The level of authorization checking that IMS completes is controlled by the IMS command, /SECURE OTMA.

Distributed network security credentials

You can configure WebSphere Application Server or WebSphere Liberty to enable IMS TM resource adapter to pass between Java EE applications and IMS the network security credentials that are entered from an Java EE applications. The network security credentials can include a network session ID and a network user ID. The distributed network security credentials are propagated by the IMS TM resource adapter to IMS Connect, which then passes the credentials to IMS, when a Java EE application accesses IMS transactions.
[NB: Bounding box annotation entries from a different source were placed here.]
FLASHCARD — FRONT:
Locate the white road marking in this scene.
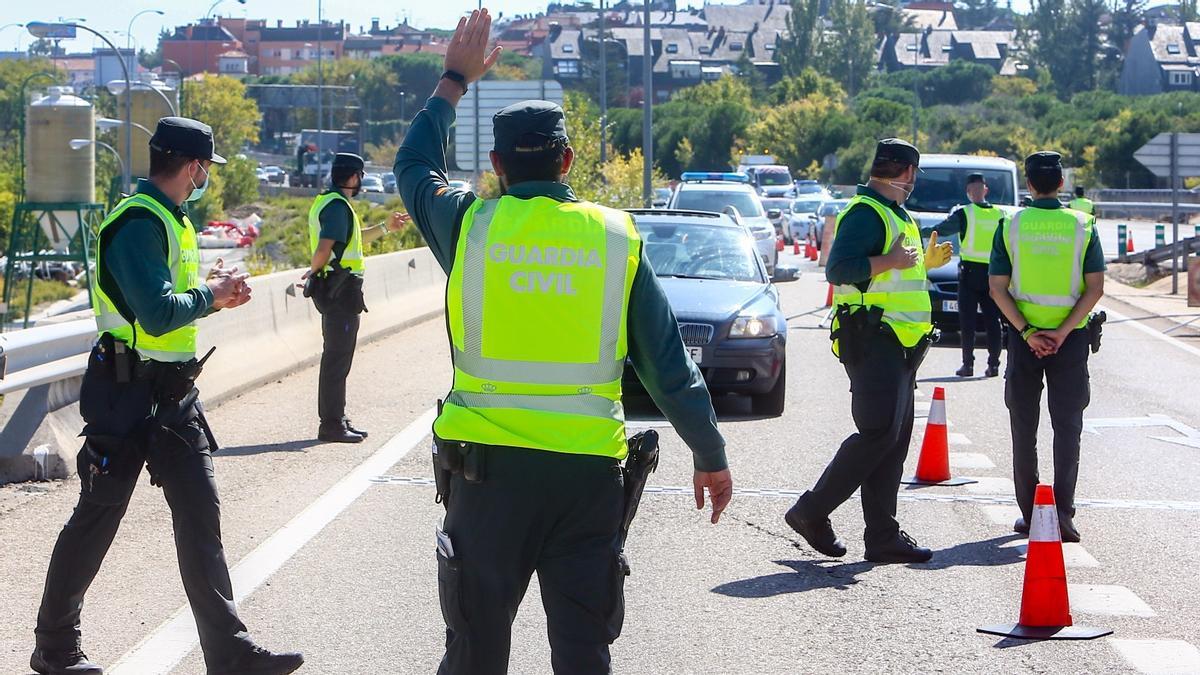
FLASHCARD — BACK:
[1098,306,1200,357]
[1109,639,1200,675]
[950,453,996,468]
[108,410,436,675]
[1000,538,1100,567]
[1067,584,1156,616]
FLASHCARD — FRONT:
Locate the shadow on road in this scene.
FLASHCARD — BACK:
[217,438,324,456]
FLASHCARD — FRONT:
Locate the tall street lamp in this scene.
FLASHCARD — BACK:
[22,22,132,191]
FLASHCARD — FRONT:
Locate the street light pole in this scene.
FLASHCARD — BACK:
[642,0,654,209]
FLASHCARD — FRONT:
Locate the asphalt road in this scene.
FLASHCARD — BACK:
[0,249,1200,674]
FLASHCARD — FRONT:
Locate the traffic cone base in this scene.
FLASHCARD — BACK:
[976,623,1112,640]
[900,387,978,486]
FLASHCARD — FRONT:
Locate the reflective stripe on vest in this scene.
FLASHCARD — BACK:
[91,193,200,362]
[833,195,934,343]
[961,204,1004,263]
[434,197,641,459]
[1004,208,1092,329]
[308,190,362,275]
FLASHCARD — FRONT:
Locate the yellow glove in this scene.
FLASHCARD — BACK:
[925,232,954,269]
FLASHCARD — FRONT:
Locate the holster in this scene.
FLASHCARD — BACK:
[1087,311,1109,354]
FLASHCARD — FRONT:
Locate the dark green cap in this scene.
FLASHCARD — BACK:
[330,153,367,171]
[875,138,920,167]
[492,101,569,153]
[1025,150,1062,175]
[150,118,226,165]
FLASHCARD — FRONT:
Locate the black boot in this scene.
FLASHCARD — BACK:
[317,422,362,443]
[342,417,370,438]
[784,502,846,557]
[29,649,104,675]
[209,646,304,675]
[866,530,934,562]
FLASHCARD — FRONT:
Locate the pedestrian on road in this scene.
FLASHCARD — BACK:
[989,151,1105,542]
[395,10,733,675]
[1068,185,1096,216]
[785,138,950,562]
[920,173,1004,377]
[301,153,409,443]
[30,118,304,675]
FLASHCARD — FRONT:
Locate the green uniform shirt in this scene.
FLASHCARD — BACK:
[826,185,911,293]
[988,198,1108,276]
[394,96,728,471]
[97,179,212,335]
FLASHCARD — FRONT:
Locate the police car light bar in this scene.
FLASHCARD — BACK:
[679,171,750,183]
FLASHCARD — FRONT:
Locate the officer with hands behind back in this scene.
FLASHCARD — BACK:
[989,151,1105,542]
[301,153,409,443]
[395,10,733,675]
[30,118,304,675]
[784,138,950,563]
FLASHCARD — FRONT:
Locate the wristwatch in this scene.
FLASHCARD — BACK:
[440,71,467,94]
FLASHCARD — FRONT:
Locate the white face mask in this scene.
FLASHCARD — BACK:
[186,165,209,202]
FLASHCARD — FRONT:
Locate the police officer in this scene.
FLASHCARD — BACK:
[785,138,950,563]
[920,173,1004,377]
[301,153,409,443]
[1068,185,1096,216]
[395,10,732,675]
[989,151,1105,542]
[30,118,304,675]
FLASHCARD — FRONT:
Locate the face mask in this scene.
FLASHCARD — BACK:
[187,165,209,202]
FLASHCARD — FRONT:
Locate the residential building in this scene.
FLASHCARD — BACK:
[1117,22,1200,96]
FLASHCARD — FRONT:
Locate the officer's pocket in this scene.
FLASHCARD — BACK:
[76,435,143,506]
[605,552,629,644]
[438,551,467,633]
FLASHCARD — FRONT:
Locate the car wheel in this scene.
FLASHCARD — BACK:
[750,362,787,417]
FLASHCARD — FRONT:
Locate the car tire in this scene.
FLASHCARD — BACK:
[750,362,787,417]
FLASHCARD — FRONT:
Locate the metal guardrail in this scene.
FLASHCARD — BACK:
[0,318,96,395]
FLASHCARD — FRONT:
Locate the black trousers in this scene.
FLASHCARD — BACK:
[317,312,359,424]
[438,448,625,675]
[959,261,1001,368]
[1004,329,1091,522]
[35,366,252,670]
[799,329,923,548]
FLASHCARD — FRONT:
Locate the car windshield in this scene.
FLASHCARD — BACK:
[673,190,762,217]
[758,171,792,185]
[904,166,1016,214]
[637,222,763,282]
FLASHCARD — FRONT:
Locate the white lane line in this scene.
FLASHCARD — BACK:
[1000,538,1100,567]
[1109,639,1200,675]
[1099,306,1200,357]
[950,453,996,468]
[1067,584,1156,616]
[108,410,437,675]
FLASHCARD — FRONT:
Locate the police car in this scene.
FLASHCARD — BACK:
[667,172,779,276]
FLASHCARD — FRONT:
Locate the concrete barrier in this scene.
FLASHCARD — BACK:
[0,249,445,484]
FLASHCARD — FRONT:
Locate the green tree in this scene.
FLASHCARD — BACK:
[182,76,262,150]
[817,0,875,96]
[775,0,821,77]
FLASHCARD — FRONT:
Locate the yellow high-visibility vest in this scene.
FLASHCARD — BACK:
[433,196,641,459]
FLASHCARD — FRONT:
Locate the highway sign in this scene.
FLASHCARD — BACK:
[1133,131,1200,178]
[454,79,563,171]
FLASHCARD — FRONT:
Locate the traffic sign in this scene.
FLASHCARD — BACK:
[1133,131,1200,178]
[454,79,563,172]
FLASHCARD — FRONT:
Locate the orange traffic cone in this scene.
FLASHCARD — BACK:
[976,485,1112,640]
[901,387,978,485]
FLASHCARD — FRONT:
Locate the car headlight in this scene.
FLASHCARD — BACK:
[730,316,775,338]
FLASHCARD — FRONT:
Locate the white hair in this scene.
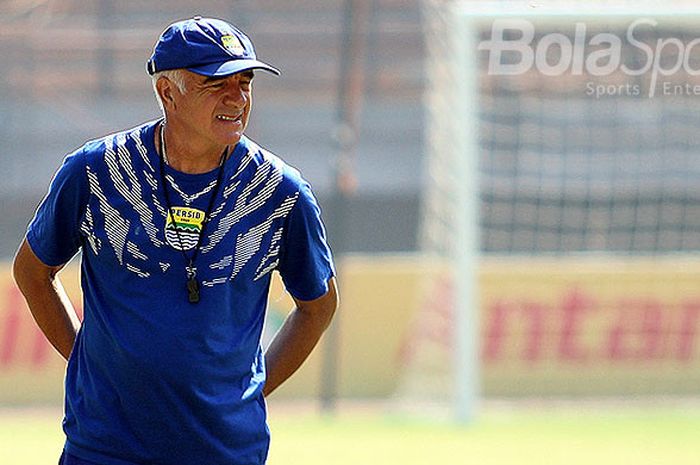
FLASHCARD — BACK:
[151,69,187,113]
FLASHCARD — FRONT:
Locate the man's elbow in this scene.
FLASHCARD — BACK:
[12,239,59,292]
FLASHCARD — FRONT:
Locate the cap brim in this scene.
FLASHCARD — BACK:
[187,59,280,77]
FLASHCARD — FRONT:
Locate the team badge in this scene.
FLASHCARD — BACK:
[165,207,204,250]
[221,36,245,55]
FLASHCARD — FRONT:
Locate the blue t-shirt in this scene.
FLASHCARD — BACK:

To enable IMS TM resource adapter to pass network security credentials from a Java EE application to IMS, you must configure and link to your application the Java Authentication and Authorization Service (JAAS) login module that is provided with IMS TM resource adapter. After you link your application to the JAAS login module, users must enter their security credentials when they invoke an IMS transaction for authentication by an external user account registry. The external user account registry can be any user account registry that is supported by WebSphere Application Server or WebSphere Liberty such as an LDAP server. After the credentials are successfully authenticated, IMS TM resource adapter sends the distributed credentials to IMS Connect by using the security-data section of the OTMA message prefix.
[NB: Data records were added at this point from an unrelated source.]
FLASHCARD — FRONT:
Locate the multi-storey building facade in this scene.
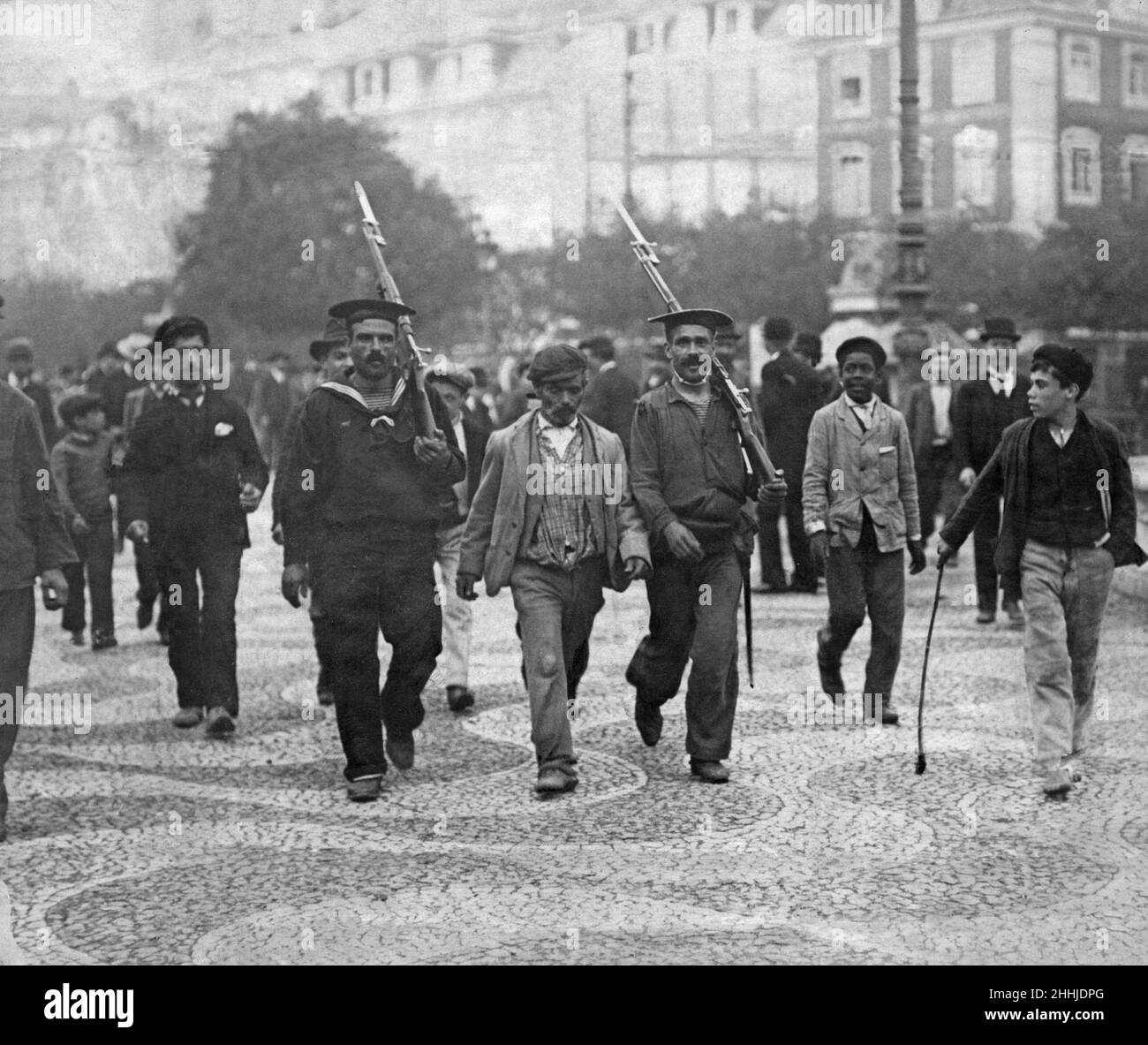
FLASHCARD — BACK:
[811,0,1148,232]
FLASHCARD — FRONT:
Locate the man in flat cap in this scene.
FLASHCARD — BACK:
[271,318,352,708]
[758,316,821,594]
[426,356,491,711]
[0,382,77,842]
[121,314,268,738]
[283,299,466,801]
[578,334,638,456]
[4,337,60,451]
[801,337,925,724]
[458,345,650,793]
[626,309,785,784]
[950,318,1029,627]
[937,345,1144,796]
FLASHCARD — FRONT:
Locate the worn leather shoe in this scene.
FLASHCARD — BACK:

You can also enable IMS TM resource adapter to support network security credentials when IMS applications that run in IMS dependent regions make synchronous or asynchronous callout requests to external Java EE applications.

The network session ID that is extracted by the IMS TM resource adapter is, by default, the IP address and port of the authentication server that is used. The maximum length for a network session ID is 254 bytes.
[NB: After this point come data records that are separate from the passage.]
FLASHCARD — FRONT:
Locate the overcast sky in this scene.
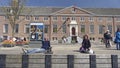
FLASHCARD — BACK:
[0,0,120,8]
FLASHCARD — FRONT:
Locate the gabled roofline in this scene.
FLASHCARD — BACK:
[51,6,94,15]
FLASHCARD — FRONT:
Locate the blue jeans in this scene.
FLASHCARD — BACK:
[116,42,120,50]
[27,48,45,54]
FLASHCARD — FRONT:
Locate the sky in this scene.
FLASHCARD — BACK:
[0,0,120,8]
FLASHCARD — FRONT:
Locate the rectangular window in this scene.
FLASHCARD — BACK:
[80,17,85,21]
[25,16,30,20]
[99,25,105,34]
[3,24,8,33]
[90,25,94,34]
[35,16,39,20]
[108,25,112,33]
[107,17,112,22]
[117,25,120,29]
[53,16,57,20]
[116,17,120,22]
[53,24,57,33]
[72,17,76,20]
[44,17,48,21]
[5,16,9,20]
[81,25,85,33]
[14,24,19,33]
[62,24,67,33]
[16,16,19,20]
[24,24,30,33]
[98,17,103,22]
[44,25,49,33]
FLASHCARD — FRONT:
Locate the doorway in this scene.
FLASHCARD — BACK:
[71,27,77,43]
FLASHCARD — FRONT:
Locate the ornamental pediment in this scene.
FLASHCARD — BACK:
[53,6,93,15]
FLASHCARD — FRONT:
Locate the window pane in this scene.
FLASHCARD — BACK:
[44,17,48,20]
[62,24,66,33]
[107,17,112,22]
[81,25,85,33]
[99,25,104,34]
[45,25,49,33]
[72,17,75,20]
[90,25,94,34]
[89,17,94,21]
[26,16,30,20]
[3,24,8,33]
[53,24,57,32]
[35,16,39,20]
[98,17,102,22]
[24,24,30,33]
[53,17,57,20]
[80,17,85,21]
[62,17,66,20]
[108,25,112,33]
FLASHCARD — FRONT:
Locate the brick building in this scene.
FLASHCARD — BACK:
[0,6,120,41]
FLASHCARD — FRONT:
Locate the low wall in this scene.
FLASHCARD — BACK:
[0,54,120,68]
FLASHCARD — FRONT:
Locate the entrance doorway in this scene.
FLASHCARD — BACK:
[71,27,77,43]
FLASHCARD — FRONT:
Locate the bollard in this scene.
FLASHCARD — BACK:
[111,55,118,68]
[0,55,6,68]
[45,55,52,68]
[22,55,29,68]
[67,55,74,68]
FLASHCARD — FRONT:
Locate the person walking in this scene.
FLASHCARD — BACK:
[104,30,111,48]
[80,35,91,53]
[115,28,120,50]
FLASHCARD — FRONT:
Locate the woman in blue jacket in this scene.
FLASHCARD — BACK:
[115,28,120,50]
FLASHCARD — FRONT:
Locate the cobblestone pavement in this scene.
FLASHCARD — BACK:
[0,44,120,55]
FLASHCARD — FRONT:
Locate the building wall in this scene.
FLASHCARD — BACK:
[0,12,120,40]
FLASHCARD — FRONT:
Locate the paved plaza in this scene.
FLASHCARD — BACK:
[0,43,120,55]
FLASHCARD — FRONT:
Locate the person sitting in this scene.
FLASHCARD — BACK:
[22,40,52,54]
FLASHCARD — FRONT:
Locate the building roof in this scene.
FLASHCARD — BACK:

The network user ID that is extracted by the IMS TM resource adapter is one of the distinguished names that are defined in the authentication server. The maximum length for a network user ID is 246 bytes.

Secure Sockets Layer (SSL) Communications

You can configure IMS TM resource adapter and IMS Connect, if properly configured, are able to use the TCP/IP SSL protocol to secure the communications between them.

SSL connections are more secure than non-SSL TCP/IP connections, and provide authentication for the IMS Connect server and, optionally, for the IMS TM resource adapter client. Messages that flow on SSL connections might also be encrypted.

SSL with null encryption provides an intermediate level of security in which the authentication occurs but the messages are not encrypted. Non-encrypted SSL communications offer higher throughput because of the elimination of the overhead that is required to encrypt each message that flows between the IMS TM resource adapter and IMS Connect.